Les ressources pédagogiques utilisées dans les cours sont l’un des coeurs de l’enseignement, correspondant à des démarches et des conceptions d’apprentissage.
Il y a les ressources que se procurent les enseignants. Éditées à des fins explicitement pédagogiques ou matériaux bruts non conçus initialement pour des usages scolaires, mais y trouvant naturellement leur place, comme une oeuvre musicale ou une reproduction de tableau. Leurs modèles économiques et leurs modalités de propriété intellectuelle, vis-à-vis de l’institution éducative sont nécessairement distincts.
Il y a aussi les ressources produites par les enseignants eux-mêmes, aujourd’hui dans le contexte radicalement nouveau issu de l’omniprésence de l’ordinateur et d’Internet, à des échelles dont les ordres de grandeur sont sensiblement différents de ceux de l’ère du pré-numérique. Elles sont élaborées dans des processus collaboratifs qui appellent nécessairement des réponses en termes de droits d’auteur de nature à permettre et favoriser l’échange par une circulation fluide des documents.

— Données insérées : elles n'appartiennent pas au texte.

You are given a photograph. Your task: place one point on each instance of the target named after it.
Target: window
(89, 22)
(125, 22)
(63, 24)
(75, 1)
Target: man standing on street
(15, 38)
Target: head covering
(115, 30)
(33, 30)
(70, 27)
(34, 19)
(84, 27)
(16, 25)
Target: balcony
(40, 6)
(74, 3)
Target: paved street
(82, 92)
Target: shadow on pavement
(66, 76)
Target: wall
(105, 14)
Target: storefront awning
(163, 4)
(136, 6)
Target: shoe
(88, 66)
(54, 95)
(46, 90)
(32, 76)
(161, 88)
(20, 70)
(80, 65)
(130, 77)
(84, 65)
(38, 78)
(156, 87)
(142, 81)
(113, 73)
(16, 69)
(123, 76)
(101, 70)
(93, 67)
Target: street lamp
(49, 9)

La problématique juridique est vaste. Nous examinerons les licences de logiciels et de ressources libres – certains points qui font débat comme la sécurité juridique, considération importante pour les établissements scolaires. En effet, elles éclairent et illustrent la situation nouvelle et irréversible créée par l’irruption du numérique dans les processus de création de biens informationnels et la place de ceux-ci, sans cesse croissante, relativement et en valeur absolue. Nous poserons la question de l’exception pédagogique, en relation avec les missions de l’École et l’exercice concret du métier d’enseignant, au temps nouveau du numérique.
Un modèle français
Les ressources pédagogiques, au premier rang desquelles les manuels scolaires, mais aussi la banale préparation de cours, l’article ou la photographie « sur laquelle on est tombé »... ont toujours joué un rôle important dans l’exercice du métier d’enseignant, variable selon les disciplines.

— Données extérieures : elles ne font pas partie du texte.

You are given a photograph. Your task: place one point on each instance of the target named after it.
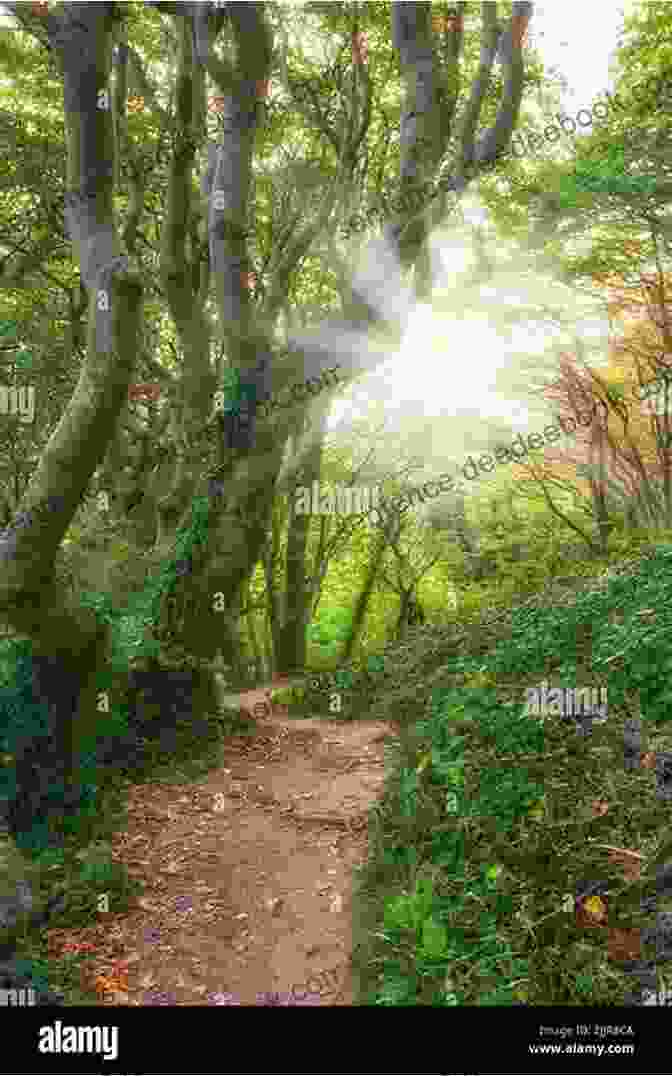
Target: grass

Comme support de cours bien sûr, mais aussi comme vecteur de mise en oeuvre de nouveaux programmes ou support de formation (derrière un scénario pédagogique, il y a toujours une pratique professionnelle). Il existe un modèle français de l’édition scolaire dont la figure centrale, le manuel des élèves, relève pour l’essentiel du secteur privé. Ce modèle a acquis ses lettres de noblesse et fait ses preuves depuis deux siècles. L’histoire de l’édition scolaire en France est l’histoire des relations entre trois acteurs majeurs, l’État, les éditeurs et les auteurs – des enseignants et des inspecteurs – et de leurs rapports de force mouvants, dans lesquels il arrive que la technique intervienne. Ainsi, à partir de 1811, un auteur ne peut plus soumettre directement à l’État un manuscrit sous prétexte, parmi d’autres raisons, que son examen est long et difficile.
Une proposition de manuel doit être obligatoirement communiquée sous forme d’imprimé. L’éditeur devient, de fait, incontournable.

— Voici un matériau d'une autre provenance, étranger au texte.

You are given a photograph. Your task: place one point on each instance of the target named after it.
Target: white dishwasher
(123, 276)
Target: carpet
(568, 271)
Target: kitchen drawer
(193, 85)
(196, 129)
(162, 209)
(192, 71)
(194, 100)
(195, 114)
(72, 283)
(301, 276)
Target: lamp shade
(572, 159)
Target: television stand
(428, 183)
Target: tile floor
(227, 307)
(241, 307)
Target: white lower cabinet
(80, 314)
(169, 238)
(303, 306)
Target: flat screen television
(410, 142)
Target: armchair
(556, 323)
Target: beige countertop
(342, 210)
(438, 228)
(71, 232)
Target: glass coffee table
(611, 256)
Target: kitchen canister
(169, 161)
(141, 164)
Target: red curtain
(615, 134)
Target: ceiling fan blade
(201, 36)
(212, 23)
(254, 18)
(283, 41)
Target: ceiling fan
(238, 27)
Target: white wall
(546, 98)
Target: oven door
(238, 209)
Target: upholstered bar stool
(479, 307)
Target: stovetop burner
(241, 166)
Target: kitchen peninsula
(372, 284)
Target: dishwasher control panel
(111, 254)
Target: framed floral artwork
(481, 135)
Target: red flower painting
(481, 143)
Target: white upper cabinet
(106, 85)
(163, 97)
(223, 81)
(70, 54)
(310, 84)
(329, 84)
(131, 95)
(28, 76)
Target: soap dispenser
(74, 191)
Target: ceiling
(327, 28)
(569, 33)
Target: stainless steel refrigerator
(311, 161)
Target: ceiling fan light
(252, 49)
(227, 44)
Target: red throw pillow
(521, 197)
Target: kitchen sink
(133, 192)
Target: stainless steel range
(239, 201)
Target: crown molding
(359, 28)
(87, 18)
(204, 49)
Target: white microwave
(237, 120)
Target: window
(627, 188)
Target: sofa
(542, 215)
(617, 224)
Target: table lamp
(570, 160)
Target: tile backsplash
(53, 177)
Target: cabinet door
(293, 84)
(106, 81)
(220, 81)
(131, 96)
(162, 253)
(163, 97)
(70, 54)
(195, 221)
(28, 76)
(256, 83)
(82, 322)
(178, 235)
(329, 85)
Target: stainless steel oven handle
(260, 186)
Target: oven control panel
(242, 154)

Depuis une quarantaine d’années, les manuels scolaires se sont profondément transformés. L’iconographie occupe jusqu’à 50 % de la surface. L’ouvrage permet des lectures plurielles et des usages multiples, qui préfigurent ceux de l’hypermédia.
Il n’y a plus de cours en tant que tel... Le résultat combiné de cette complexité croissante des manuels, de la concurrence des méthodes actives et de la souplesse de la photocopie est sans appel : on constate depuis les années quatre-vingt une tendance à la perte de vitesse de l’utilisation du manuel traditionnel, même si l’attachement symbolique demeure [1]. L’enfant chéri de l’édition scolaire connaît une forme de crise...
Une rupture
... et le numérique arrive dans ce contexte. Rude concurrent !
En effet, le manuel scolaire, ce livre d’une centaine de pages, qu’on ne lit plus d’une façon linéaire mais dans lequel on navigue avec des index et des renvois, ce livre ne saurait rivaliser avec Internet et le multimédia, leurs hyperliens, leurs millions de pages et leurs outils de recherche automatisée. Le livre n’est désormais plus « l’enfant unique ».
Plus généralement, le numérique transforme radicalement le paysage éditorial installé. Certes, les enseignants ont toujours réalisé des documents à l’intention de leurs élèves, en préparant leurs cours. Jusqu’à l’arrivée de l’ordinateur et d’Internet, une élaboration collaborative avec des collègues et la visibilité des ressources produites ne pouvaient aller au-delà d’un cercle restreint et rapproché. Modifier un document écrit à la main était et demeure une opération lourde, qui plus est quand il circule et que chacun y met sa griffe. Dans les années 70 encore, les photocopieuses étaient rarissimes, les machines à alcool fastidieuses à utiliser.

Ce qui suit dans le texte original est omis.